Lesson 8 of 17
Token Sequences
Training Data: Next-Token Prediction
A language model learns by predicting the next token in a sequence. For each position in a document, the input is the current token and the target is the next token.
Wrapping with BOS
We wrap each word with BOS on both sides:
"emma" → [BOS, e, m, m, a, BOS]
This lets the model learn:
- Given BOS, predict 'e' (the first character)
- Given 'a', predict BOS (the end of word)
Sliding Window
From tokens [t0, t1, t2, ..., tn], we produce pairs:
(t0, t1)(t1, t2)- ...
(tn-1, tn)
In Python:
def make_pairs(word, encode, BOS):
tokens = [BOS] + [encode[ch] for ch in word] + [BOS]

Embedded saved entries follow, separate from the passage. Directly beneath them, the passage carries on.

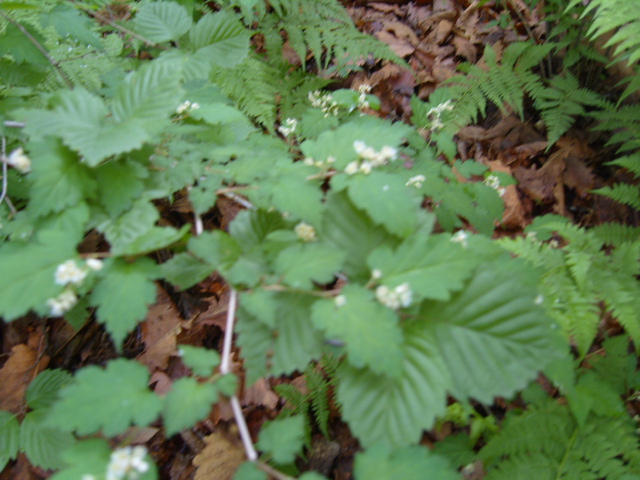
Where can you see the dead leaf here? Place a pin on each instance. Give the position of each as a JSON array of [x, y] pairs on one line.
[[159, 333], [24, 364], [219, 460], [400, 47]]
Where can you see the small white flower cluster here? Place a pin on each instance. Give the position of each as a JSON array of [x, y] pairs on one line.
[[493, 181], [19, 160], [325, 102], [127, 463], [69, 274], [187, 106], [435, 114], [363, 89], [460, 237], [305, 232], [416, 181], [319, 163], [400, 296], [369, 158], [289, 127]]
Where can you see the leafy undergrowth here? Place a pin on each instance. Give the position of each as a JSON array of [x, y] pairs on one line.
[[305, 239]]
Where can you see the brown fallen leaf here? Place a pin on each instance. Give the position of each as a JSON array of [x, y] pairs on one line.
[[24, 364], [159, 332], [219, 460]]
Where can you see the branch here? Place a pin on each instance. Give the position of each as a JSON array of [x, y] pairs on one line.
[[40, 48]]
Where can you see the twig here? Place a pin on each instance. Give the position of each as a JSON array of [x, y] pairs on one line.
[[125, 30], [40, 48], [250, 451]]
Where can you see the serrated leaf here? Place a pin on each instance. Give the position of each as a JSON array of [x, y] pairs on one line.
[[201, 360], [69, 21], [42, 392], [123, 294], [492, 336], [129, 226], [162, 21], [396, 411], [149, 95], [187, 403], [282, 439], [352, 231], [289, 346], [80, 119], [42, 444], [220, 38], [301, 265], [60, 180], [433, 267], [383, 195], [28, 271], [185, 270], [107, 400], [367, 327], [408, 463], [9, 437]]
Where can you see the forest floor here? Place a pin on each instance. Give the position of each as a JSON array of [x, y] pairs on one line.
[[434, 37]]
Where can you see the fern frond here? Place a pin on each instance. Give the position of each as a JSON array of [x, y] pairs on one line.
[[547, 443]]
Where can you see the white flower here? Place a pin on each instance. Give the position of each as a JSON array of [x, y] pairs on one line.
[[127, 463], [359, 146], [352, 168], [94, 264], [366, 167], [416, 181], [340, 301], [305, 232], [19, 160], [460, 237], [61, 304], [68, 272], [289, 127], [184, 106]]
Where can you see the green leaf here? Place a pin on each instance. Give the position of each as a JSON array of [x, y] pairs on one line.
[[9, 438], [60, 179], [201, 360], [27, 281], [123, 294], [282, 439], [108, 399], [383, 195], [408, 463], [432, 266], [80, 119], [43, 444], [187, 403], [43, 391], [290, 345], [69, 22], [370, 330], [352, 231], [396, 411], [300, 265], [150, 95], [220, 38], [162, 21], [492, 336]]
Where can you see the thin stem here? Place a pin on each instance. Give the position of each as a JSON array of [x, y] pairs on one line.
[[40, 48], [125, 30]]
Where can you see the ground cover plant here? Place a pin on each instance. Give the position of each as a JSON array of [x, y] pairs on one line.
[[290, 239]]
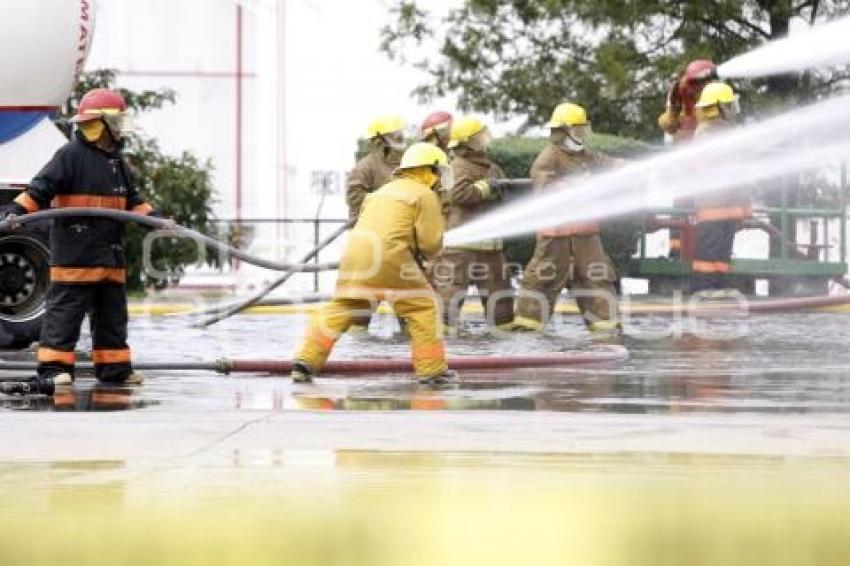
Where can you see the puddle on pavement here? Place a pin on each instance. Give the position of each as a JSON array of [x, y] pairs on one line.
[[386, 508], [84, 396]]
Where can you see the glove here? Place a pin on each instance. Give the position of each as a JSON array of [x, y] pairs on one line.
[[9, 211], [489, 190], [674, 98]]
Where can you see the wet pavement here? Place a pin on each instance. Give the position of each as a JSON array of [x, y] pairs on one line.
[[717, 442], [761, 364]]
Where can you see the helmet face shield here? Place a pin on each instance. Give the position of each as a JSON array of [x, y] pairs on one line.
[[580, 133], [120, 124], [576, 136], [730, 110], [480, 141], [443, 132], [395, 140]]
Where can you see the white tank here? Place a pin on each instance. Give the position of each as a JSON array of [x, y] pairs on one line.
[[44, 45]]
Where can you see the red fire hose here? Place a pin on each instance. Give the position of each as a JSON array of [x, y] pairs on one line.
[[374, 366]]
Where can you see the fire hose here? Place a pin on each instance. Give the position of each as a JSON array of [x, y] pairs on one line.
[[342, 368], [224, 311], [169, 227]]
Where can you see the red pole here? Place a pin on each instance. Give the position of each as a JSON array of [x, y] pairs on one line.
[[239, 73]]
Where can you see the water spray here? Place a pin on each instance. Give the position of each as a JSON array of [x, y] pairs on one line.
[[798, 140], [818, 46]]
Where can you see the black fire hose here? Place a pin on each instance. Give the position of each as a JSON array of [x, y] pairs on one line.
[[176, 229], [228, 311]]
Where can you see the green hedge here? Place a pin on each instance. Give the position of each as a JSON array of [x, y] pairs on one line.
[[516, 154]]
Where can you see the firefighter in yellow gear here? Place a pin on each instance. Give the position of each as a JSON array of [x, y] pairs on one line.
[[399, 226], [570, 255], [385, 136], [476, 190], [718, 215]]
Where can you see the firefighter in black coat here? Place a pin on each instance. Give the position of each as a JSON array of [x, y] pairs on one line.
[[88, 268]]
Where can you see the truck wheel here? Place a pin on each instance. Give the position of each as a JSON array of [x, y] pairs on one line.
[[24, 278]]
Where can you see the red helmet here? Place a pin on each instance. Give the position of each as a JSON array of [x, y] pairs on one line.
[[99, 102], [434, 120], [699, 69]]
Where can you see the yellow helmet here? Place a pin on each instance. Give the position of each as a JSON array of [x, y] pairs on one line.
[[423, 154], [716, 93], [464, 128], [567, 115], [385, 125]]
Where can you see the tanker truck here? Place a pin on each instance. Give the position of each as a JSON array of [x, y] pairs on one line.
[[46, 43]]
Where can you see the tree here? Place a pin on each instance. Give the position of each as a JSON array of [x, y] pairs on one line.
[[522, 57], [180, 187]]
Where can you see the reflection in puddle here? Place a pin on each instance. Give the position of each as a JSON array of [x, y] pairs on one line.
[[82, 397]]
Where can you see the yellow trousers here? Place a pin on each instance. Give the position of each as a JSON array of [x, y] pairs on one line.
[[417, 309]]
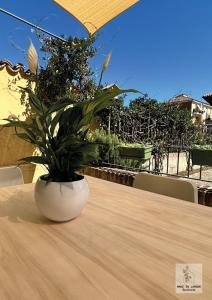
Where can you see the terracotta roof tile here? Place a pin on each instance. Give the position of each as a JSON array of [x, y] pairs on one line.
[[14, 69]]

return [(tokens[i], tokens[i+1]) for i in range(len(tokens)-1)]
Example
For "emma" with encode = {'a':0, 'e':1, 'm':2} and BOS=3:
| Input | Target | Meaning |
|---|---|---|
| 3 | 1 | BOS → e |
| 1 | 2 | e → m |
| 2 | 2 | m → m |
| 2 | 0 | m → a |
| 0 | 3 | a → BOS |
Your Task
Implement make_pairs(word, encode, BOS) that returns a list of (input, target) integer tuples.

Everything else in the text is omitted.